Currently, the only known law enforcement client using Rekognition is the Washington County Sheriff’s Office in Oregon. (Other clients may exist, but Amazon has refused to disclose who they might be.) Worryingly, when asked by Gizmodo if they adhere to Amazon’s guidelines where this strict confidence threshold is concerned, the WCSO Public Information Officer (PIO) replied, “We do not set nor do we utilise a confidence threshold.”

Amazon’s documentation states that law enforcement clients may “use a similarity threshold lower than 99% for scenarios that benefit from a larger set of potential matches [such as] finding missing persons,” but according to a source with knowledge of the WCSO’s Rekognition setup and usage who asked to remain anonymous for fear of retribution, the software is deployed in cases ranging from theft to homicide.

Part of a slide presentation created by WCSO — disclosed in a Freedom of Information Act request filed by the ACLU — clearly shows a correctly identified image only earning a 96.03-per cent confidence score, a result which might have been omitted had Amazon’s guidance been followed to the letter.

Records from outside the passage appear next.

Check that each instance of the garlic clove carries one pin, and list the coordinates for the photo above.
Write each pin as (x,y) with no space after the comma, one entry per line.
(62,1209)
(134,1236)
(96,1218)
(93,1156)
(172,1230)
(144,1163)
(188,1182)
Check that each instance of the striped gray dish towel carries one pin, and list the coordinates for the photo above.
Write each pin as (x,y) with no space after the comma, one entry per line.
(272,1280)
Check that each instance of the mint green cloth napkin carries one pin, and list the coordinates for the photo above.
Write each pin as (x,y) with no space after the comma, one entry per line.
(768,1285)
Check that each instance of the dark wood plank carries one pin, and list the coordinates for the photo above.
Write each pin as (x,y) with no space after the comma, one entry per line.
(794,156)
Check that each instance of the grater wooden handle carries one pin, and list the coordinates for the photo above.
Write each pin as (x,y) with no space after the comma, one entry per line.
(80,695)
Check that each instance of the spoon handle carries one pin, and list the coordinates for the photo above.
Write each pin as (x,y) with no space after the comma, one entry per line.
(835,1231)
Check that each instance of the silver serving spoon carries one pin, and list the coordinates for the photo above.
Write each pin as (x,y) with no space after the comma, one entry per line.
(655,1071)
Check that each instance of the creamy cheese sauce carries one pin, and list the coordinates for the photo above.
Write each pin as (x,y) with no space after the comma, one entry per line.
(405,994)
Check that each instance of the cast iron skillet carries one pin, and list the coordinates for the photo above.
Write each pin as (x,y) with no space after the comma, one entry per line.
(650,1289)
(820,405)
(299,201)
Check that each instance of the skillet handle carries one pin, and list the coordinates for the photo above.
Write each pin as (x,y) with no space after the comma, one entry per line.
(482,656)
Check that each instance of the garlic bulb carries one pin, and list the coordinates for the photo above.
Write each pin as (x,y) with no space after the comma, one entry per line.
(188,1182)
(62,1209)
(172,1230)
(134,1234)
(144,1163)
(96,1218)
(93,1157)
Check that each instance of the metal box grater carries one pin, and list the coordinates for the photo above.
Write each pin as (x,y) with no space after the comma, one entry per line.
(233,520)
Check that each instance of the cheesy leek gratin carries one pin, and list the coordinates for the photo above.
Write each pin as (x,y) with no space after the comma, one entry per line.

To be clear, the failure to abide by Amazon’s precise suggestions does not appear to be the result of negligence on the WCSO’s part—quite the opposite. “The sheriff’s office has never viewed Rekognition search results as ‘matches.’ The technology provides leads for investigators, but ultimately identifying suspects is a human-based decision-making process, not a computer-based one,” the PIO later clarified. “Notably, and per policy, our investigators are not permitted to take enforcement action based solely on a potential identification lead.”

The same source within WCSO told Gizmodo that a “confidence score is not used anywhere in the process to make a decision and so no threshold is used in the search.”

The PIO further informed Gizmodo that, while Amazon did supply documentation and other support on the software end, no direct training was given to the investigators who continue to use the suite. One Systems Project Analyst working in nearby Clackamas County — whose correspondence was made public via the ACLU-obtained FOIA documents — wrote that Rekognition’s “documentation is very lacking or wrong.”

While the company’s agreement with WCSO states that the “customer will provide AWS with timely and appropriate access to personnel, documentation, data, systems, and facilities,” Amazon declined to state whether it tracks the confidence thresholds employed by its clients.

A spokesperson pointed us to an Amazon Web Services blog post from last week that states that the company will “suspend people’s use of our services if we find they’re using them irresponsibly or to infringe on people’s civil rights.”

An Amazon spokesperson clarified that law enforcement clients failure to use a 99-per cent confidence threshold does not constitute an irresponsible application of Rekognition.

Currently, there is no evidence that WCSO or other law enforcement clients, if they exist, have employed Rekognition for abusive purposes. Still, the excuses Amazon has made for their software and the actual experience of its use do not align.

Amazon has, in its public-facing blog posts, supported legislation that would guide the use of software like Rekognition. “It is a very reasonable idea, however, for the government to weigh in and specify what temperature (or confidence levels) it wants law enforcement agencies to meet to assist in their public safety work,” Dr. Matt Wood, Amazon Web Service’s general manager of deep learning, wrote in a July post.

In the opinion of those Congressional lawmakers who have repeatedly sought information to potentially regulate the use of facial recognition, however, Amazon “has failed to provide sufficient answers” when pressed in July and November.

“I think this demonstrates the ridiculousness of Amazon’s position,” Matt Cagle, a technology and civil liberties attorney with the ACLU of Northern California, told Gizmodo, “on the one hand they talk about guidelines, but then the company’s own customers may not actually be following them, and that is unacceptable when we’re talking about a technology as dangerous as face surveillance that is being used by law enforcement agencies. Amazon should act. It should heed the calls of Congress, of the public, and even its own workers and get out of the surveillance business.”